Looking at these curves, we notice something particular about them. They both resemble the power law in statistics. According to Wikipedia, " a power law is a functional relationship between two quantities, where a relative change in one quantity results in a proportional relative change in the other quantity, independent of the initial size of those quantities: one quantity varies as a power of another. For instance, considering the area of a square in terms of the length of its side, if the length is doubled, the area is multiplied by a factor of four."
Dr. Silge noticed from her work that distributions such as above are typical in languages. In fact, it is so common, a 20th century linguist by the name of George Zipf, had created a law named Zipf’s Law. Zipf’s Law states that the frequency that a word appears is inversely proportional to its rank.
Let’s apply Zipf’s Law to our data set and see what we find!
freq_by_rank.content <- email.content %>%
group_by(type) %>%
mutate(rank = row_number(),
`term frequency` = n/total)
freq_by_rank.content %>%
ggplot(aes(rank, `term frequency`, color = type)) +
geom_line(size = 1.2, alpha = 0.8) +
scale_x_log10() +
scale_y_log10()
We are taking advantage of the fact that the term frequency resembles the power law. As a result, by converting to a logarithmic scale, we can see that the term frequency decreases as we go higher in rank (again in an approximate exponential format), or in other words, this is an inversely proportional relationship with a constant negative slope.

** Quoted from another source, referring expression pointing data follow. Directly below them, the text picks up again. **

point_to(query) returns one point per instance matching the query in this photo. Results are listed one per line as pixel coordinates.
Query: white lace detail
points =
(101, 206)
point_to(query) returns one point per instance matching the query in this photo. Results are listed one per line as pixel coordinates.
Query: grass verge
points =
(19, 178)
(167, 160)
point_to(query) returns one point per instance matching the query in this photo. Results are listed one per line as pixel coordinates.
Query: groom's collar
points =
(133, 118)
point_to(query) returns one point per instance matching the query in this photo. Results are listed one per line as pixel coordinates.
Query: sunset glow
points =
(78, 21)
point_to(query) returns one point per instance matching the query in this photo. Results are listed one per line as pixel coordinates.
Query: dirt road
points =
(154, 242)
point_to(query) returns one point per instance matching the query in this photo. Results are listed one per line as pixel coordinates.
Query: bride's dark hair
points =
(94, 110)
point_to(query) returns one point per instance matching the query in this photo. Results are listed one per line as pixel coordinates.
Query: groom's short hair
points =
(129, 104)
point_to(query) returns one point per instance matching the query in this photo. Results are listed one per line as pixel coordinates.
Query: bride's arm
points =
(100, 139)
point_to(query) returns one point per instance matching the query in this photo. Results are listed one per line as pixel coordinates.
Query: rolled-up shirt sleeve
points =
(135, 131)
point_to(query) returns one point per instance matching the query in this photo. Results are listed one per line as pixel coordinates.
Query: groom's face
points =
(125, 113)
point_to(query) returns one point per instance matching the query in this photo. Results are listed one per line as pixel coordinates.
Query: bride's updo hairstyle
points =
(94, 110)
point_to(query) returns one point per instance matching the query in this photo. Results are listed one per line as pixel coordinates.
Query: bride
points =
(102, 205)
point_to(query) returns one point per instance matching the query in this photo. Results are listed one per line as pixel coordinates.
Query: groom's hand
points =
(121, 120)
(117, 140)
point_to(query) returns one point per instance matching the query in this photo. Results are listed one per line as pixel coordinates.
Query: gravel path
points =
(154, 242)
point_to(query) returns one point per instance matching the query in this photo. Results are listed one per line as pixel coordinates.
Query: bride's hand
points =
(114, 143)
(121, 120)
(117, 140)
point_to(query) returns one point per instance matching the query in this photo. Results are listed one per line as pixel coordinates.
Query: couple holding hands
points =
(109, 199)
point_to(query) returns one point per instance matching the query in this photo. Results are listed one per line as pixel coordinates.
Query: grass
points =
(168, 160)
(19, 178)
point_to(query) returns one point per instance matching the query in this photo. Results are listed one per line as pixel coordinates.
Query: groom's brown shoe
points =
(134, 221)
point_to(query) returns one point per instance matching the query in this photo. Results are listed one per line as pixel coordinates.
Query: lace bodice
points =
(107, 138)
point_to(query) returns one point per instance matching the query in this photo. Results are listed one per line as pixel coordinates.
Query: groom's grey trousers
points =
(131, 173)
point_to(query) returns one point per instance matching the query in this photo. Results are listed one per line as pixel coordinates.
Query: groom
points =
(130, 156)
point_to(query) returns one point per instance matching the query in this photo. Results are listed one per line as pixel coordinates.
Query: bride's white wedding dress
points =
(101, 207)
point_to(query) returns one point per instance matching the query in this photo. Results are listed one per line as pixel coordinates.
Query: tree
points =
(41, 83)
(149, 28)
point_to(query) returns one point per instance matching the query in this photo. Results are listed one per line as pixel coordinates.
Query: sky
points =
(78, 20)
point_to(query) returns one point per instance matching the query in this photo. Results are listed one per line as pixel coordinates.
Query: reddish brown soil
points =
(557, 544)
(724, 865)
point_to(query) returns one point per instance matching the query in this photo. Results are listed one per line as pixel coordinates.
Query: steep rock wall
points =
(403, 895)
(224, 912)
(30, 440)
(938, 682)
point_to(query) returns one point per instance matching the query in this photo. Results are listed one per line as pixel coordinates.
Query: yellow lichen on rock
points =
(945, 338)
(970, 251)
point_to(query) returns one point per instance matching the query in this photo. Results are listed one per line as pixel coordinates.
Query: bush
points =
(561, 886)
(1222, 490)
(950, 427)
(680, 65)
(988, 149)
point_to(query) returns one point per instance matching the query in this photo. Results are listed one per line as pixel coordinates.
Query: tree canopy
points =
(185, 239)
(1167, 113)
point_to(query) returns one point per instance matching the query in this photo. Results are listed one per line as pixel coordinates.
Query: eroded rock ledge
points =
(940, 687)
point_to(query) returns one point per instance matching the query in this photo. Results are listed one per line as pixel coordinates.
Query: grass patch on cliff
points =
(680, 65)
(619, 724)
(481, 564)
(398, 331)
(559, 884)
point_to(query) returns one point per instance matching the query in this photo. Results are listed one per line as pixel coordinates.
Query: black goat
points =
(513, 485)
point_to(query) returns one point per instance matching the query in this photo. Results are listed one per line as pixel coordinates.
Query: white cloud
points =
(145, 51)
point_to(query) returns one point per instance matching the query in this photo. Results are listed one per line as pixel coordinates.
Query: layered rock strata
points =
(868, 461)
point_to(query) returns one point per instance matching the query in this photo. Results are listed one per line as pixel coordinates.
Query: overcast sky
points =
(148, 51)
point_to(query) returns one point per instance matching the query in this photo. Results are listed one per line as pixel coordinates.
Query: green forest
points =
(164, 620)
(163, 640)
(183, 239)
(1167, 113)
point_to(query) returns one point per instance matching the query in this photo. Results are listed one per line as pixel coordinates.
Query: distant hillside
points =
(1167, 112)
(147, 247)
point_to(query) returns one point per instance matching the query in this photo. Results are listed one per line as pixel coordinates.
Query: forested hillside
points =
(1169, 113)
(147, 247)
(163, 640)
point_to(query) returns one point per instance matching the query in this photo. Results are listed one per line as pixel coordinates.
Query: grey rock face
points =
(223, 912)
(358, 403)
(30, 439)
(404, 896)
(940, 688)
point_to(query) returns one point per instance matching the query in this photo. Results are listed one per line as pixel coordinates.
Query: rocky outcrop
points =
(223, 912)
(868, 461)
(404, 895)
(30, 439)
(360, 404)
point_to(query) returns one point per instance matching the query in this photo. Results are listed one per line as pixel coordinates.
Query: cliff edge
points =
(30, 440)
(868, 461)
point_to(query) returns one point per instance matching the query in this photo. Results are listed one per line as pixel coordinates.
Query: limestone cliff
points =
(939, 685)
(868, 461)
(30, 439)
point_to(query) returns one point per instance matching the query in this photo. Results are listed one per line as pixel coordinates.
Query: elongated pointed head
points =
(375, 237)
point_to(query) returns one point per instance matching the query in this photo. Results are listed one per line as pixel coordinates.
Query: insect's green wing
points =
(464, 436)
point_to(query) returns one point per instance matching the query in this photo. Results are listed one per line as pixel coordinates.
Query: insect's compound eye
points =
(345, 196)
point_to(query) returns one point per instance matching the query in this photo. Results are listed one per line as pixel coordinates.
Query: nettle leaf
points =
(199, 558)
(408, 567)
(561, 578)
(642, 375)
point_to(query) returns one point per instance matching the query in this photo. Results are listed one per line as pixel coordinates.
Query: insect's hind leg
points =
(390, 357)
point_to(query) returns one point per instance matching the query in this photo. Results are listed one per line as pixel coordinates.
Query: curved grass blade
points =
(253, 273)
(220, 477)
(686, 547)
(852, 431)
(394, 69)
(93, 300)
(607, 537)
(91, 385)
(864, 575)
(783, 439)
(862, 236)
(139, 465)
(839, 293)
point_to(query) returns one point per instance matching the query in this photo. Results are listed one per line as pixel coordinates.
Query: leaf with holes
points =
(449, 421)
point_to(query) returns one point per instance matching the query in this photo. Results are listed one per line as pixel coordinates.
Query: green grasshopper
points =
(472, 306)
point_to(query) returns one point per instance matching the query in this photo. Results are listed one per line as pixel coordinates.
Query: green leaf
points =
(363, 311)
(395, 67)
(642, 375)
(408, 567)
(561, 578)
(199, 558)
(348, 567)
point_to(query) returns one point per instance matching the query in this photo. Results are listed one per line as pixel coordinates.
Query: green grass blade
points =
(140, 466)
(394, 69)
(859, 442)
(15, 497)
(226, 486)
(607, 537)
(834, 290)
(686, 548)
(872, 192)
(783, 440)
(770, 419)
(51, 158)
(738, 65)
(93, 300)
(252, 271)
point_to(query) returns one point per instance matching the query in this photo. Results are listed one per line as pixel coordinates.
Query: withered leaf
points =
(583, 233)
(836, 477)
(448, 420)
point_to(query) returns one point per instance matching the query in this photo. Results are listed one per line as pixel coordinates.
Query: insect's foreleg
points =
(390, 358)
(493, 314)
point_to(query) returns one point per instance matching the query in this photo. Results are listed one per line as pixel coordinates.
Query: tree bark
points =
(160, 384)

Here, we can see if we can plot the best fit line demonstrating the slope (or trend).
rank_subset <- freq_by_rank.content %>%
filter(rank < 1200,
rank > 800)
lm(log10(`term frequency`) ~ log10(rank), data = rank_subset)
##
## Call:
## lm(formula = log10(`term frequency`) ~ log10(rank), data = rank_subset)
##
## Coefficients:
## (Intercept) log10(rank)
## -1.0237 -0.9085
freq_by_rank.content %>%
ggplot(aes(rank, `term frequency`, color = type)) +
geom_abline(intercept = -1.0237, slope = -0.9085, color = "gray50", linetype = 2) +
geom_line(size = 1.2, alpha = 0.8) +
scale_x_log10() +
scale_y_log10()
While it is fun to analyze how rapidly a word frequency decreases the higher in rank you go, it really does not get us closer to the differentiating factors between spam
and ham
. What we would really like to do is to find words that would likely be associated with spam
or ham
. Term frequency can be helpful, but this process does not necessarily tell us if that particular word is part of one group (for example, having the word “email” does not necessarily mean its from spam
.)
Fortunately, there’s a statistical term tf-idf that can help us do that. Again, according to Text Mining in R, “the idea of tf-idf is to find the important words for the content of each document by decreasing the weight for commonly used words and increasing the weight for words that are not used very much in a collection or corpus of documents. Calculating tf-idf attempts to find the words that are important (i.e., common) in a text, but not too common.”
Let’s see how the data changes when we calculate the tf-idf.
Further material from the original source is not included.